米国で高まるインフレ懸念と早期利上げ観測
▣ インフレ圧力の長期化観測が強まる
サプライチェーン(供給網)のボトルネック(制約)、労働市場のひっ迫、また超緩和的な金融政策や財政政策などを背景に、米国のインフレ圧力がこれまでの想定より長期化するとの観測が、米金融市場で強まっています。
イエレン米財務長官は、供給面での制約や米労働市場のひっ迫などのコロナ禍に起因する問題の改善に伴い、インフレが鈍化するのは2022年後半と、物価上昇率の高い状態が来年半ばまで続くとの見通しを示しています。また、米連邦準備制度理事会(FRB)のパウエル議長は足元のインフレについて「一時的」との見方は変えていないものの、供給面での制約悪化に懸念を示しています。
▣ 期待インフレ率が軒並み上昇
米金融市場(物価連動債)が織り込む期待インフレ率は、一時4%に迫った1年物は26日には3.3%台まで低下しているものの、それより長い期間については軒並み上昇しており、5年物で3.0%弱、10年物で2.7%弱まで上昇しています(図表1、2)。
▣ 早期利上げ観測も強まる
インフレ懸念の高まりとともに、FRBによる早期の利上げ観測が強まっています。米短期金融市場が織り込む来年9月の米連邦公開市場委員会(FOMC)までの利上げ確率は80%を、また来年中に2回利上げされる確率は70%を超えてきています(図表3)。

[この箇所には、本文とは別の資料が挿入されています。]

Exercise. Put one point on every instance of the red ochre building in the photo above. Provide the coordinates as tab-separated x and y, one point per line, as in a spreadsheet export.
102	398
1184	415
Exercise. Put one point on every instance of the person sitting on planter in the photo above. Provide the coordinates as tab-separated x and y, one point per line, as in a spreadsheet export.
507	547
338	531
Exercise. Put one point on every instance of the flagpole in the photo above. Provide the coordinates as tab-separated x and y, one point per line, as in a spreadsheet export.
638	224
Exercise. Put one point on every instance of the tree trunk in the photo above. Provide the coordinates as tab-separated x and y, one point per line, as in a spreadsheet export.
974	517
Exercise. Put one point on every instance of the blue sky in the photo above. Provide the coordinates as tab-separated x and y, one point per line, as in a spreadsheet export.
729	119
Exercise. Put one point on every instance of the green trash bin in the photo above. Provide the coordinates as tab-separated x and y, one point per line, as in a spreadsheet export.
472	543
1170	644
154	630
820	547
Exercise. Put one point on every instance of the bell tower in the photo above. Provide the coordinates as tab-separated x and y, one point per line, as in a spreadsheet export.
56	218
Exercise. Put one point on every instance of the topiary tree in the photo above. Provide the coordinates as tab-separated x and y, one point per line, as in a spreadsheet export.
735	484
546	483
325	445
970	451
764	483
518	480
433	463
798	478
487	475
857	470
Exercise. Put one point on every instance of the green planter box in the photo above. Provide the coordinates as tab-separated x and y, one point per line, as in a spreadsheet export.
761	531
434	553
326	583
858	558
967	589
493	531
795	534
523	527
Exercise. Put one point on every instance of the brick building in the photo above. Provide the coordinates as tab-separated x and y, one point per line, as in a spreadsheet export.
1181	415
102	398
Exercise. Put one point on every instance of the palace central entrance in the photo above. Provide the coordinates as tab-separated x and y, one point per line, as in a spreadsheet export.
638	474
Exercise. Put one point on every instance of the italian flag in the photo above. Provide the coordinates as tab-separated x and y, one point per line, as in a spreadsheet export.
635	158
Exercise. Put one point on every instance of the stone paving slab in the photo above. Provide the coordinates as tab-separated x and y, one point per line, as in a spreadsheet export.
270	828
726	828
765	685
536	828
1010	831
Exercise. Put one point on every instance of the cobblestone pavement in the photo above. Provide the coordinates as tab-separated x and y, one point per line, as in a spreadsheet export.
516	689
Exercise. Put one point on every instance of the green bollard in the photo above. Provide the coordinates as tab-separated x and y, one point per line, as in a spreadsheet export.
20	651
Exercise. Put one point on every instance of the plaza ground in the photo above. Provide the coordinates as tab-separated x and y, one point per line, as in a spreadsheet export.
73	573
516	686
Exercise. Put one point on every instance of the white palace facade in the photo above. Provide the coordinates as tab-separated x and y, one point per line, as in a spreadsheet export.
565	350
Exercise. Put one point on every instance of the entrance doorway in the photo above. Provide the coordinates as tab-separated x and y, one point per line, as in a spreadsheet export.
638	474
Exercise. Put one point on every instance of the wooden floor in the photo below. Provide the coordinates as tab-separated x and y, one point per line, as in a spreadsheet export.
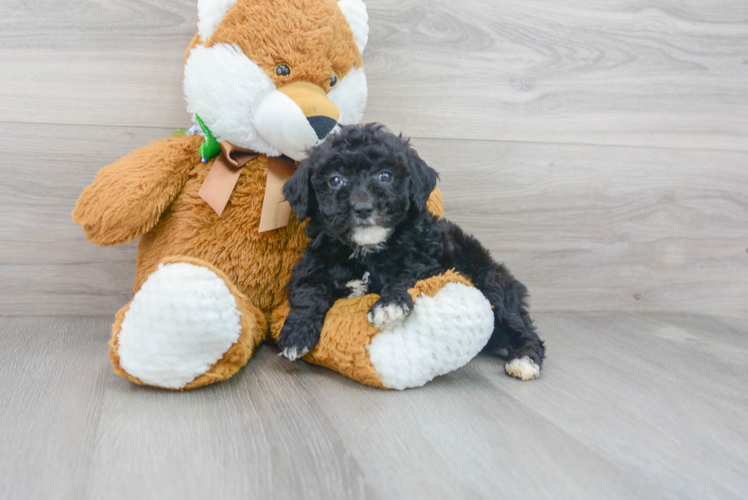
599	148
628	406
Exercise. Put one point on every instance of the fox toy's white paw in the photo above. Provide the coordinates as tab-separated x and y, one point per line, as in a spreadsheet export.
181	322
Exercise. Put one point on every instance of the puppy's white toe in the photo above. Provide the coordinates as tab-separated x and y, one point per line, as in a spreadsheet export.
388	316
358	288
522	368
293	353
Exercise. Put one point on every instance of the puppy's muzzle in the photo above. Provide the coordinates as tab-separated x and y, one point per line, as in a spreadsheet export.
363	210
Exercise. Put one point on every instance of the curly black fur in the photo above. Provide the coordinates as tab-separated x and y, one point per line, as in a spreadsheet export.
364	191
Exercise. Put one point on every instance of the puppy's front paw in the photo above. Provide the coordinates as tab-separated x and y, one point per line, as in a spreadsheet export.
522	368
388	315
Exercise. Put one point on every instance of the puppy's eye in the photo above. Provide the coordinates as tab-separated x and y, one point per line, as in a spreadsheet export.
385	176
335	181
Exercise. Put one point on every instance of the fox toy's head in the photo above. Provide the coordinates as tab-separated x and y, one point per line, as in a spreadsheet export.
277	76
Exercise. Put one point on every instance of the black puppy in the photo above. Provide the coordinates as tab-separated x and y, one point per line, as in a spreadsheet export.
365	191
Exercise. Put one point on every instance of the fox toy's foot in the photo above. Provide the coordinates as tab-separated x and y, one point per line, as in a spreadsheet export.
187	326
450	323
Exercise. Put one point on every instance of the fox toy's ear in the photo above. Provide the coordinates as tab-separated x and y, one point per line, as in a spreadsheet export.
299	193
210	13
355	12
422	179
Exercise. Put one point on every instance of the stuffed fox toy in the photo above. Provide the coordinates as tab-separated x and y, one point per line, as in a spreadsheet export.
264	81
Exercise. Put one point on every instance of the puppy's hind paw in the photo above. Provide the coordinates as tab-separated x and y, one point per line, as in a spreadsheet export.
293	353
522	368
388	316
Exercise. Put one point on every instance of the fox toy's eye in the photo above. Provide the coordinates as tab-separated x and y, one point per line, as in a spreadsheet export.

FRBが今年11月にテーパリング(量的緩和の縮小)を開始した場合には、月150億ドルのペースで買入れ額を減額していくと、来年6月に終了します。テーパリング終了とさほど間を置かず、利上げが開始されるとの織り込みです。
▣ 米債券市場は織り込み済みか
米10年債利回りについては一時1.70%程度、また米5年債利回りは1.24%程度まで上昇し、11月中のテーパリング開始や来年中の2回の利上げをほぼ織り込んだとみられます(図表4)。来年中の利上げ回数がさらに増える、もしくはFOMC参加者の政策金利の長期見通しが引き上げられない限り、一段の米金利上昇は限定的となりそうです。